Q8). How do we separate one dimensional, two dimensional and three-dimensional data?

One dimensional can be separated using a point, two dimensional using a line and three dimensional can be separated by a hyperplane.

Q9). What is Standardization and Normalisation? Give one advantage of each over the other.

Both are feature scaling techniques.

Standardization is less affected by outliers as compared to Normalisation.

Standardization doesn’t bound values to a specific range which may be a problem for some algorithms where an input is bounded between ranges.

Q10). When should one use Mean absolute error over Root mean square error as a performance measure for regression problems?

When we have many outliers in the data, Mean absolute error is a better choice.

Q11). What type of learning is needed when the system needs to adapt to rapidly changing data?

Online learning. Because in Online learning each learning step is fast and cheap, and the system can be trained by feeding data instances sequentially.

Q12). What are some common unsupervised tasks other than clustering?

Visualization, Dimensionality reduction, association rule learning

Q13). What are the three stages to build any model in Machine learning?

There are 3 stages to build mode in machine learning. Those are

  1. Model Building:- Choose the suitable algorithm for the model and train it according to the requirement of your problem.
  2. Model Testing:- Check the accuracy of the model through the test data
  1. Applying the model:- Make the required changes after testing and apply the final model which we have at the end.
Q14). What is machine learning?

In the world, we had humans and get computers. What is the main difference between humans and computers are humans learn from past experience but for computers need to tell what to do through a set of instructions. But we need to prepare computers to learn from their past experiences as like humans. That we called machine learning. But for computers for their past experience have some name called data. Basically, we no need to fear about machine learning as it is we need to train computer or machine as like you through data.
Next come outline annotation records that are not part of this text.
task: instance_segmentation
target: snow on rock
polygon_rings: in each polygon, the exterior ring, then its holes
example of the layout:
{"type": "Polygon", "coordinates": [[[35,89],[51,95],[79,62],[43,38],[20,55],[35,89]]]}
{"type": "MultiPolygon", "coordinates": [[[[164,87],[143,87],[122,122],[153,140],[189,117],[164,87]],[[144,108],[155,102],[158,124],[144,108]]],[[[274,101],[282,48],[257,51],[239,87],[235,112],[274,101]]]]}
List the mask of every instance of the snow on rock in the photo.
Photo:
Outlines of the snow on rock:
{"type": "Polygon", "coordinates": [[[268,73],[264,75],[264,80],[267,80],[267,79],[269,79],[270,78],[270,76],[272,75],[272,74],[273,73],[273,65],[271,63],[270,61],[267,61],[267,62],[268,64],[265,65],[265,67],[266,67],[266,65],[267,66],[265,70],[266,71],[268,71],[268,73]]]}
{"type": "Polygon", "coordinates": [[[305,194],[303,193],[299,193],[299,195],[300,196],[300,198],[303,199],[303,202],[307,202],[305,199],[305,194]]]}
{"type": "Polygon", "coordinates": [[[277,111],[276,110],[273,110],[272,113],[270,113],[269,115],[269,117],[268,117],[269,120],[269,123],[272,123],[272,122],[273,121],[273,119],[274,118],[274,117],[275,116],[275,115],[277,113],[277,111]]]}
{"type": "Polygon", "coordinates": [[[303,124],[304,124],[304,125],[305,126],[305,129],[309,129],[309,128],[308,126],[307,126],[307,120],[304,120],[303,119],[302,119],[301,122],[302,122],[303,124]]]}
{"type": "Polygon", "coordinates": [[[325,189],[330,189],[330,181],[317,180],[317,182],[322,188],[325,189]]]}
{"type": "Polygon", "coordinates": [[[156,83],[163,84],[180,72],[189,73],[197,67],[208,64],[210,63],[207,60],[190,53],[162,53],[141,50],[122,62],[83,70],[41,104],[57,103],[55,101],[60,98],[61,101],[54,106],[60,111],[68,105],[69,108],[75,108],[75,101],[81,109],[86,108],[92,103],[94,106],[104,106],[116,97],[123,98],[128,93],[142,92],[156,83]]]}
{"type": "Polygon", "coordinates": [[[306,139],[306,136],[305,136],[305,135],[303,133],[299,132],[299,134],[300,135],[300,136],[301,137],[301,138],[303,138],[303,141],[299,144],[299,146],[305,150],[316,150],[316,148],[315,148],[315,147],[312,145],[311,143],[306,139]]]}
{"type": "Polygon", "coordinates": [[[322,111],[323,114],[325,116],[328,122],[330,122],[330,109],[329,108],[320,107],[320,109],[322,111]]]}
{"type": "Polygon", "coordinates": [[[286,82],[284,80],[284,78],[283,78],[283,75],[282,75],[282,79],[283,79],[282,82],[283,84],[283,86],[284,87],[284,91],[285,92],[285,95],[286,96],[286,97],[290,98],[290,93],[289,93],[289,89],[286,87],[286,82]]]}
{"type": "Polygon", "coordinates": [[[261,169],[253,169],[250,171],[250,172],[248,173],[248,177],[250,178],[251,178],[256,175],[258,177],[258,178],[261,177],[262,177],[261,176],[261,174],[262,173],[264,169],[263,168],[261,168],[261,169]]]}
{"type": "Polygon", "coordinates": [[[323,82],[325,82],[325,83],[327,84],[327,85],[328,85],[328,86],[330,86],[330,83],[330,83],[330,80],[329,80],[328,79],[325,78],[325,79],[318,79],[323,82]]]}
Q15). How is machine learning used in the movement?

As per my knowledge many people already using machine learning in their everyday life. Let us suppose when you are engaging with the internet you are actually expressing your preferences, likes, dislikes through your search. So all these things picked up by cookies coming on to your computer. From that, we can evaluate the behavior of a user. Basically, that will help us to increase a progress of a user through the internet. Navigation is also one of the examples where we are using machine learning to find a distance between two places through using optimization techniques. I think people going to more engage with machine learning in the near future is health.

Example:- If you see now, Actually watson is being to use for health. It looking at and scans of body data & trying to understand symptoms of cancer. These are the things machine learning used in the movement.

Q16). What are the similarities & difference between machine learning and human learning?

Machine learning and human learning actually quite similar. Machine learning is about an algorithm or computer. Actually engaging with its environment with data and adopting a coding too on the things that it learns. Let us suppose a program fails to make the right predictions & it will balance itself in some sense. In order to make better predictions next time. Now, That is very similar the way human learns. Human is actually engaging with its environment & learning from it. So, Machine learning has an aspect of kind of an evolutionary aspect to it. Which I think quite new to the area of this artificial intelligence.

Q17). What is the difference between A.I. and machine learning, and has A.I. been oversold for decades because of sci-fi?

More People thought of that A.I. that mean artificial intelligence may be than machine learning. Artificial intelligence actually it’s like which we go to see that alan turing aim was to somehow make a machine have the sort of intelligence that human might have. In particularly a program actually to convince you that it is human if you chat it with it. But i think artificial intelligence has evolved since then to make a unique sort of intelligence that machine might have. Machine learning has slightly a  different quality. It is like a more specific part of artificial intelligence. Which is the idea of the program is going to change a world through a coding that makes interactions as same like humans. By the end, the program might not know actually how the program is written. Because it’s been changing as it’s been interacting. So, might be when we look at the program & see the actual program we do not know why necessarily it decided to write these decisions in a particular way. Because there are a lot of connections between artificial intelligence have with machine learning.

Q18). What kind of problems lend themselves to machine learning?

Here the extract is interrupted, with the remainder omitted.